Elizabeth Butegwa of YWCA of Uganda shares her thoughts on the impact ICASA has made on her:
Having grown up in mostly urban areas my entire life, in and out of Africa, I always considered myself to be well versed on HIV and AIDS as well as SRHR. Something as simple as our culture can affect not only the spread of HIV but gender based violence as well. Forced Marriages, female circumcision, unsafe male circumcision and rituals, are all present in our African culture and simple changes or eradication of some of these practices could be the difference between life and death. In addition to this, the role of family in responding to the long term effects of the epidemic is real and substantial.
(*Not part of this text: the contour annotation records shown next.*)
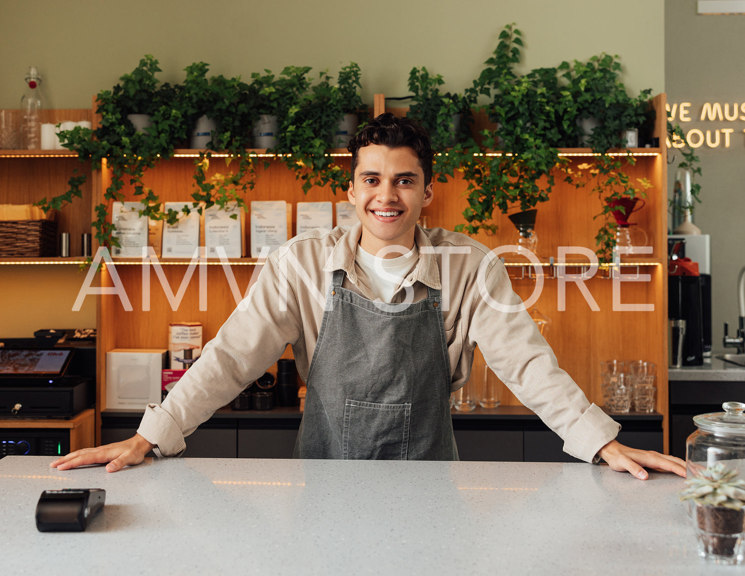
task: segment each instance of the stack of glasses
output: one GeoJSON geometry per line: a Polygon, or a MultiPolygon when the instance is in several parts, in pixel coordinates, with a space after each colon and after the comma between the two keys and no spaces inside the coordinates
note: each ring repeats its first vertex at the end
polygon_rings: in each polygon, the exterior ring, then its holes
{"type": "Polygon", "coordinates": [[[603,404],[612,412],[629,412],[632,401],[637,412],[654,411],[656,367],[643,360],[600,362],[603,404]]]}

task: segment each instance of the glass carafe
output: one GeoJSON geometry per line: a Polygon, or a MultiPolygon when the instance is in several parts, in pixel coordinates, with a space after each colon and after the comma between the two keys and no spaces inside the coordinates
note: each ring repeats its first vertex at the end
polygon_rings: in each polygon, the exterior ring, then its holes
{"type": "Polygon", "coordinates": [[[619,224],[615,231],[615,245],[633,248],[647,246],[647,232],[636,224],[619,224]]]}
Throughout ICASA there was a lot of emphasis on the role the youth can play in the response to AIDS. One truly remarkable thing, I felt, was how much power the youth has over this epidemic. All the facts and figures we were given show clearly how big an impact the youth can make if we were more involved, more active and practiced safer behaviour really. Not getting drunk or taking drugs is something that could drastically change the outcomes. Using condoms, going for tests, are not hard things to do but its mind boggling to think how much this is not done and yet, you would think it would be obvious. What is it then? Am I different from all the other youth in Africa? These were the questions I asked myself throughout this meeting and this is my answer. In many ways, I am like a number of youth in Africa today. We have been brought up in cities, we have travelled around the world, and we have been educated at the best schools. However, the simple fact is as all this is happening, our actual world is getting smaller, we no longer think about the people who do not have our lifestyle, our educational background, the advantages in our lives that we don’t even see anymore. I can honestly say before this experience, my world didn’t consist of whether or not I had access to SRH services because I just did. Pregnancy didn’t scare me because in my mind, I would have the support I need. Cultural practices were not even a blip on my radar because I’m my own person. Never did I actually stop and think about how much all these things I take for granted are actually life and death decisions to someone else. It was truly humbling and life changing. It made me realize how much of a bubble I was living in. One, I never want to revisit.